So the below was written for a celebrity website around about the start of the live finals of X Factor. It had been in the press that some poor love was made ill by the sight of Simon. I thought I was major lols, but guys, it was a major fail. 

Simon Cowell causing nausea and sickness in the north east since 1959
The people and Kelly Clarkson (lord praise her) have taught us that ‘what doesn’t kill you makes you stronger.’ What they didn’t teach us is that it can also lead to some inexplicable publicity.

Some poor love in Sunderland has started suffering panic attacks whenever she sees Simon’s face. Her panic attacks are so frantic, so immense that the tabloids all the way down at Kingslanding have heard her pain and felt a desperate need to share it with the world. This is not at all a desperate attempt by the X Factor minions to get any type of coverage, no sir, not this time, not at all.

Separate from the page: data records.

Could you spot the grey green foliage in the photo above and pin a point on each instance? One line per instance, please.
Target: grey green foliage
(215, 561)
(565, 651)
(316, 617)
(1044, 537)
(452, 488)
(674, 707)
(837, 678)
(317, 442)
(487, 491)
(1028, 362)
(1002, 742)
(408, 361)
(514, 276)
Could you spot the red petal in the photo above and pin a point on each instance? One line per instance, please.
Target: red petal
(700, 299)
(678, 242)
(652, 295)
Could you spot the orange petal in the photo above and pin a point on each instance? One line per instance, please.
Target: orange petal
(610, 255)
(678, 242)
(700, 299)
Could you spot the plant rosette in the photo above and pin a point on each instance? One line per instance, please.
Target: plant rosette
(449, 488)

Can you just imagine the meeting?

PR 1 – Guys guys, Strictly is like totally beating us in the ratings ya, what can we do? ya.
PR 2 – Well they do have Alison Hammond.
PR 3 – Remember back at the start, how Simon was all like, the villain, and people were all like booooo, can we do that again ya?
PR 4 – Ya, lets completely ignore the fact that Bake Off and Strictly with their eternal optimism along with all the research that shows that in a recession, yes guys that is still going on, people tend to want positive reaffirming entertainment rather than cynical, joyless and snide programming that tells them that they are shit, their jobs are shit and that unless they put themselves in a position that privacy is only a pipe dream then their whole pointless existence is just shit.
PR 1 – Ya, I hear what your saying, but I really think that if we make it sound like people are scared of Simon then the masses will tune in.
PR 2 – How are our viewing figures in……the north. *lightning strike* *sound of Cilla slapping a waiter*
PR 3 – Bad.
PR 1 – Let’s make a fool out of someone in Sunderland, those yobs will lap it up.

Now what they wanted to achieve, heaven knows. Simon is actually kind of likeable, he goes to Harvester, do you go to Harvester? No you don’t. See, Simon is more of a person than you are. Maybe Cheryl made the whole thing up, maybe it’s actually true and Simon inviting Ms.Sunderland along to a recording is the equivalent of a huge rat inviting Lynda Robson round for a cuppa.

All and none of these things could be true. If Ms. Sunderland had expressed a level of anxiety when viewing Dappy we would have all nodded our heads, agreed and not felt a need to write this mess.

We’ve got a lot of pictures of Simon for you. Let us know in great detail how they make you feel.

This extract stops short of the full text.